Die Klappe ist zusätzlich eine große Flausch-Fläche für Morale Patches.

Flaschenhalter „Bottle Pouch“

Ebenfalls über Molle-Schlaufen zu befestigen ist der Flaschenhalter. Es ist ein simpler, mit einem Tunnelzug versehener Flaschenhalter, der zum einen (leicht) isoliert ist und zum anderen auf der Unterseite eine kleine Ablauföffnung aufweist. Viel mehr kann man eigentlich nicht dazu sagen, aber…

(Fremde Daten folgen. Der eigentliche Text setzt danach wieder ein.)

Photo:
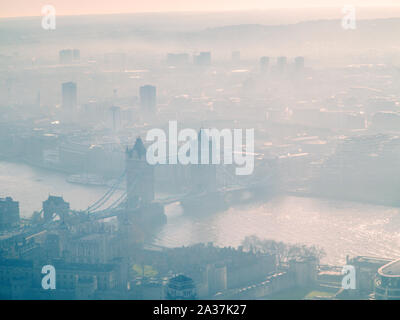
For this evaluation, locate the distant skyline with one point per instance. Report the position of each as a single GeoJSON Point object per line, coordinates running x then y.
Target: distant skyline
{"type": "Point", "coordinates": [19, 8]}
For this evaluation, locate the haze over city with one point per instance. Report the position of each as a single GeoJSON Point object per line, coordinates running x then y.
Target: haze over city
{"type": "Point", "coordinates": [199, 149]}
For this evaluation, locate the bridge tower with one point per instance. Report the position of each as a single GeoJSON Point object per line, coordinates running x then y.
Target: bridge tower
{"type": "Point", "coordinates": [139, 177]}
{"type": "Point", "coordinates": [203, 176]}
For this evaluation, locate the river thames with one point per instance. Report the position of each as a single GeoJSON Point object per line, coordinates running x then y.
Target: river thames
{"type": "Point", "coordinates": [339, 227]}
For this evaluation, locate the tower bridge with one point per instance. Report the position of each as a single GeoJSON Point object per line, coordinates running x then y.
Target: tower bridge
{"type": "Point", "coordinates": [204, 195]}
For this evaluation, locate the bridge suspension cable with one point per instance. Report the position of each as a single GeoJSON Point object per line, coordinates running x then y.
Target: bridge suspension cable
{"type": "Point", "coordinates": [100, 202]}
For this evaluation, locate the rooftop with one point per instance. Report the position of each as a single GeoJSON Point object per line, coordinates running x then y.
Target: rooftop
{"type": "Point", "coordinates": [392, 269]}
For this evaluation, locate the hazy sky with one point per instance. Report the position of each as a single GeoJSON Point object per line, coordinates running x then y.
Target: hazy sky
{"type": "Point", "coordinates": [12, 8]}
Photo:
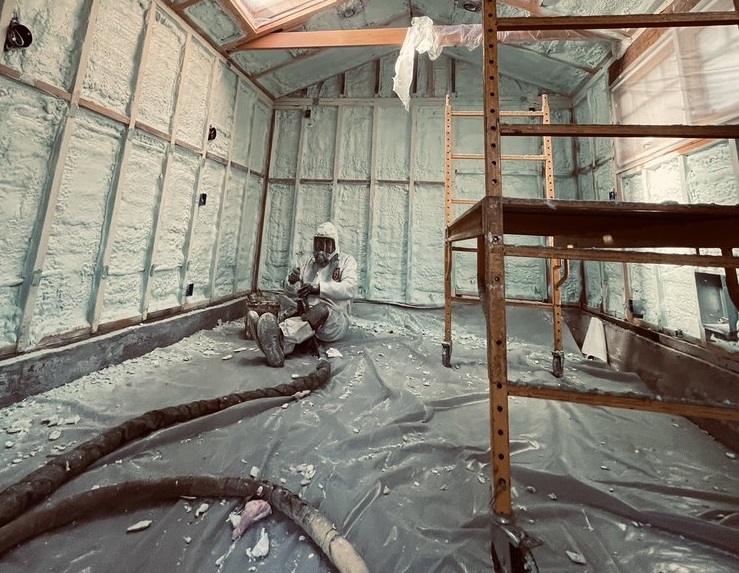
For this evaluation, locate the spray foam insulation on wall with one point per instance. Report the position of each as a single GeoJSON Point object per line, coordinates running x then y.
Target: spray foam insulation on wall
{"type": "Point", "coordinates": [126, 199]}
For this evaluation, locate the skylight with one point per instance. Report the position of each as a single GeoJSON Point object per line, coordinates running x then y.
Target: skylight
{"type": "Point", "coordinates": [264, 12]}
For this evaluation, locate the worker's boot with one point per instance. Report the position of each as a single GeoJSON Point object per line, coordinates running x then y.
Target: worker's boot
{"type": "Point", "coordinates": [269, 339]}
{"type": "Point", "coordinates": [316, 316]}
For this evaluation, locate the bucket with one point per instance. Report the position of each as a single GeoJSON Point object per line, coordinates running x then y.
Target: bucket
{"type": "Point", "coordinates": [260, 303]}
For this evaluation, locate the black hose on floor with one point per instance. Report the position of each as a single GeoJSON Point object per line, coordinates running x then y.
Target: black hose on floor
{"type": "Point", "coordinates": [42, 519]}
{"type": "Point", "coordinates": [36, 486]}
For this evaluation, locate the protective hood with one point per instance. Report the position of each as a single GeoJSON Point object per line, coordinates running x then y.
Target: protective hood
{"type": "Point", "coordinates": [329, 230]}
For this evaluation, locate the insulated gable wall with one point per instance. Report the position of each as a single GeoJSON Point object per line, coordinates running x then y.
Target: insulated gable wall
{"type": "Point", "coordinates": [346, 150]}
{"type": "Point", "coordinates": [114, 198]}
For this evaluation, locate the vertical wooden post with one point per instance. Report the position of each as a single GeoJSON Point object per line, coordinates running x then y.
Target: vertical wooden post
{"type": "Point", "coordinates": [154, 238]}
{"type": "Point", "coordinates": [6, 14]}
{"type": "Point", "coordinates": [194, 206]}
{"type": "Point", "coordinates": [216, 251]}
{"type": "Point", "coordinates": [491, 248]}
{"type": "Point", "coordinates": [263, 203]}
{"type": "Point", "coordinates": [111, 214]}
{"type": "Point", "coordinates": [337, 158]}
{"type": "Point", "coordinates": [244, 208]}
{"type": "Point", "coordinates": [555, 265]}
{"type": "Point", "coordinates": [446, 345]}
{"type": "Point", "coordinates": [373, 193]}
{"type": "Point", "coordinates": [411, 203]}
{"type": "Point", "coordinates": [40, 243]}
{"type": "Point", "coordinates": [296, 193]}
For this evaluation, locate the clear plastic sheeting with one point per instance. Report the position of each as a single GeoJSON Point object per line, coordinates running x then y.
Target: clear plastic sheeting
{"type": "Point", "coordinates": [424, 37]}
{"type": "Point", "coordinates": [689, 78]}
{"type": "Point", "coordinates": [394, 450]}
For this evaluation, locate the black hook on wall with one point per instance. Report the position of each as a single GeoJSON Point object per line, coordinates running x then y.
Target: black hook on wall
{"type": "Point", "coordinates": [17, 36]}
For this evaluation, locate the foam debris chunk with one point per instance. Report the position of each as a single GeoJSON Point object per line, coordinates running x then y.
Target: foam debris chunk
{"type": "Point", "coordinates": [254, 510]}
{"type": "Point", "coordinates": [139, 526]}
{"type": "Point", "coordinates": [261, 549]}
{"type": "Point", "coordinates": [576, 558]}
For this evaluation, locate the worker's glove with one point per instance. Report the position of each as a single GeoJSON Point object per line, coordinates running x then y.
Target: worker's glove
{"type": "Point", "coordinates": [306, 290]}
{"type": "Point", "coordinates": [294, 276]}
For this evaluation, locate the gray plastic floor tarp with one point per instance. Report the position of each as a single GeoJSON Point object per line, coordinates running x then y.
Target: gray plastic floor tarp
{"type": "Point", "coordinates": [400, 448]}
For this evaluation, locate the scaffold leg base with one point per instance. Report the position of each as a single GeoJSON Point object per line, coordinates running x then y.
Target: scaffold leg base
{"type": "Point", "coordinates": [558, 363]}
{"type": "Point", "coordinates": [511, 550]}
{"type": "Point", "coordinates": [446, 353]}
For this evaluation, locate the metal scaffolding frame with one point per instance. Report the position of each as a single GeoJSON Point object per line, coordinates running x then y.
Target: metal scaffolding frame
{"type": "Point", "coordinates": [603, 231]}
{"type": "Point", "coordinates": [555, 277]}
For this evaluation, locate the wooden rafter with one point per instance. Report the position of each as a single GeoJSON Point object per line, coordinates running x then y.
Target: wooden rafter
{"type": "Point", "coordinates": [554, 28]}
{"type": "Point", "coordinates": [294, 18]}
{"type": "Point", "coordinates": [368, 37]}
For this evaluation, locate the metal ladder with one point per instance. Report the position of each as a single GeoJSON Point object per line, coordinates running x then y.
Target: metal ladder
{"type": "Point", "coordinates": [555, 274]}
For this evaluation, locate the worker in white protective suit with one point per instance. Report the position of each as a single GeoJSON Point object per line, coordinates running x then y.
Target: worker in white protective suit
{"type": "Point", "coordinates": [324, 285]}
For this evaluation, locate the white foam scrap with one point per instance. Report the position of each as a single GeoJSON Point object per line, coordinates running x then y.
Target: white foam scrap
{"type": "Point", "coordinates": [576, 558]}
{"type": "Point", "coordinates": [139, 526]}
{"type": "Point", "coordinates": [261, 548]}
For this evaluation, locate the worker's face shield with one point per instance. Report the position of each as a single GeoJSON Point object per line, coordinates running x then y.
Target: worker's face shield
{"type": "Point", "coordinates": [323, 248]}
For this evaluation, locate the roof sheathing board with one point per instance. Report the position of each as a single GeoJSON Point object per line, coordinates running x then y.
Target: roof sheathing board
{"type": "Point", "coordinates": [375, 14]}
{"type": "Point", "coordinates": [210, 17]}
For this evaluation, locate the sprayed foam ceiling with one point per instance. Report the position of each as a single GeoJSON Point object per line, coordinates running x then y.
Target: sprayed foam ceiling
{"type": "Point", "coordinates": [551, 64]}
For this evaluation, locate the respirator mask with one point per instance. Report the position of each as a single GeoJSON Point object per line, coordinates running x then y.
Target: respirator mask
{"type": "Point", "coordinates": [323, 250]}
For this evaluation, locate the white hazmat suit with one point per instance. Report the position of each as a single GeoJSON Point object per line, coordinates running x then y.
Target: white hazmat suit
{"type": "Point", "coordinates": [337, 282]}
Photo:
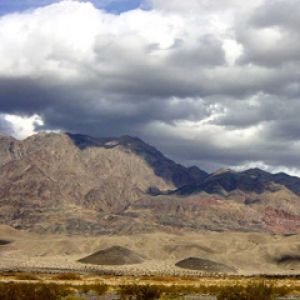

…ganz zufrieden bin ich nicht: Den Flaschenhalter finde ich zwar vom Grundgedanken her sehr gut, aber meiner Meinung passt das Verhältnis von Höhe und Durchmesser nicht wirklich gut zusammen. Unsere Thermoflaschen sind nicht dick genug um wirklich gut zu halten, dabei aber so hoch, dass der Schwerpunkt nicht wirklich günstig liegt.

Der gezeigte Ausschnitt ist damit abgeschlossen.